Журнал «Парус» №67, 2018 г. - страница 27
Как выразительно сформулировал в 1995 г. В.Е. Хализев, «…миф о русской действительности как средоточии косности, невежества, рабской покорности фатально и неотвратимо соприкасался с программой тотального разрушения отечественного бытия» [10: 20]. Однако, к сожалению, вряд ли можно утверждать, что за последние четверть века произошло сколько-нибудь радикальное изменение аксиологического отношения как к истории русской литературы, так и к исторической России – так, чтобы оно отразилось в практике вузовского и школьного преподавания [Cм.: 3].
Русская классика продолжает чаще всего рассматриваться в «малом времени» газетно-журнальных споров XIX в. («Арзамас» против «Беседы любителей русского слова», Тургенев против Достоевского – и так далее), отечественная литература продолжает рассматриваться сквозь призму внешних для национальной культуры квазиуниверсалистских социологических категорий (можно даже говорить о ренессансе нового социологизма). И исключительно редки попытки понять русскую классику исходя из ценностей большого времени русской культуры как таковой, сквозь призму не навязанной ей внешней и искусственной для нее терминологии, а сквозь призму таких категорий, которые укореняют творчество русских писателей в просторах незавершимого «большого времени». Когда выявляется тот общий знаменатель русской культуры, который не разделяет, а соединяет творчество Пушкина, Гоголя, Тургенева, Достоевского в единстве национальной культуры, в том единстве, которое, вопреки марксистским утопиям Ленина, реально существует.

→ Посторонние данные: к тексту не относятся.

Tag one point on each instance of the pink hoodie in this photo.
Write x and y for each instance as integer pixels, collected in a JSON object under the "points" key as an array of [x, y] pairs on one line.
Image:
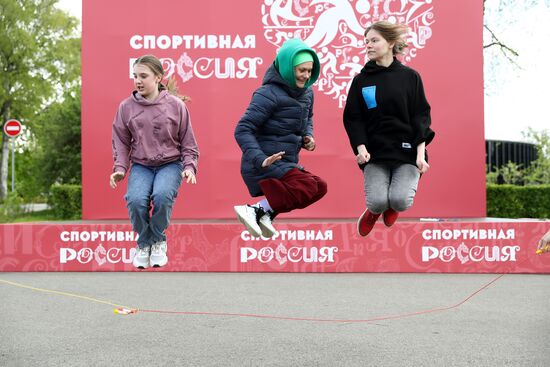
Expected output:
{"points": [[153, 133]]}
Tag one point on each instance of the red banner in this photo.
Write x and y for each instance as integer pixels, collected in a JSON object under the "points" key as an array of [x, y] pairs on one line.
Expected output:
{"points": [[443, 247], [218, 52]]}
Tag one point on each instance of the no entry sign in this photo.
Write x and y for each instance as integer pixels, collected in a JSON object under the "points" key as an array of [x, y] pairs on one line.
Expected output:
{"points": [[12, 128]]}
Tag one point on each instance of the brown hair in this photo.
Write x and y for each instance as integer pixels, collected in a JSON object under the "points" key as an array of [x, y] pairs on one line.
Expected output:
{"points": [[155, 65], [391, 33]]}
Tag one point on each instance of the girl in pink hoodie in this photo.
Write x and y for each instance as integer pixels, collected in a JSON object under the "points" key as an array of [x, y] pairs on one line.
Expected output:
{"points": [[152, 130]]}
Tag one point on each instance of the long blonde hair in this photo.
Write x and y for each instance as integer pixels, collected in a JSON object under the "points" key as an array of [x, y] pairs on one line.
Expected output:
{"points": [[391, 33], [155, 66]]}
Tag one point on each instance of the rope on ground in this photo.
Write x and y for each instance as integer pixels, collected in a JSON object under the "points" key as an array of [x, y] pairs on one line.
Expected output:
{"points": [[124, 310]]}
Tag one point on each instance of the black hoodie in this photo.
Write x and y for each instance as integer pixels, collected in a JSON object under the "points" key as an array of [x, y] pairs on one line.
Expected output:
{"points": [[387, 111]]}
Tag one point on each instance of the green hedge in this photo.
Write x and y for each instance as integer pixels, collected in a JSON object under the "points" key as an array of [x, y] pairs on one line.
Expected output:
{"points": [[510, 201], [66, 201]]}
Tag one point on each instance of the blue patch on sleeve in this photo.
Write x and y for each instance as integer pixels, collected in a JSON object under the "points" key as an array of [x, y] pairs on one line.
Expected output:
{"points": [[369, 95]]}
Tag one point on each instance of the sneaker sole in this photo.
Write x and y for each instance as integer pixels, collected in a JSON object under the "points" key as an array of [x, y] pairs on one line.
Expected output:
{"points": [[159, 264], [359, 221], [250, 229], [141, 266], [266, 232]]}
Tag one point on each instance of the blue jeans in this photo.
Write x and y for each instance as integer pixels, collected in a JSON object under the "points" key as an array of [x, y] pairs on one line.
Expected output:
{"points": [[157, 186], [388, 186]]}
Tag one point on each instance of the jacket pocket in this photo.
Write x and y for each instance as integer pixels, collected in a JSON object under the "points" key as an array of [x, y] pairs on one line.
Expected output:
{"points": [[369, 95]]}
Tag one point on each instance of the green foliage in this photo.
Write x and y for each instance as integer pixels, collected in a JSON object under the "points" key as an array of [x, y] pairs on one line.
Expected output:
{"points": [[66, 201], [39, 60], [57, 157], [510, 201], [12, 207]]}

Отдельные исключения (если говорить о «Записках охотника», то можно указать на недавно опубликованную коллективную монографию, подготовленную исследовательским коллективом Орловского университета [Cм: 8]) только лишь подтверждают общее правило: русская классика все еще находится словно бы под конвоем тех, чья аксиология радикально отличается от аксиологии собственного предмета изучения.
«Записки охотника», если мы попытаемся их понять в системе ценностей самой русской культуры, это не «протест» против крепостничества, не «изображение» в ряде очерков действительности середины XIX века (хотя то и другое не могло, разумеется, не «отразиться» в тургеневских текстах), а поэтический образ России как таковой, выходящий далеко за пределы так называемой «натуральной школы». Тургенев показывает богатый, сложный, многоразличный и, главное, живой, развивающийся русский мир: с его христианскими ориентирами, смирением, грехами, буйством, своеволием и поэзией.
Это поэтический образ русского мира. Единого, но многоцветного. А вовсе не галерея «крепостных» глазами барина с ружьем.
Начинается этот прозаический цикл, как известно, с констатации различия «породы людей» орловской губернии и «калужской» породы. Не заметно, если не поддаваться гипнозу социологического прочтения, что именно «крепостное право» породило это различие. Ничего подобного. Просто Жиздринский уезд такой, а Болховский – этакий. Вот и всё. Не смогли социология, марксизм и ленинское литературоведение объяснить – почему именно «орловский мужик невелик ростом, сутуловат, угрюм, смотрит исподлобья» [прим. 1], а калужский, напротив того, «глядит смело и весело», к разнице между барщиной и оброком это никак не свести.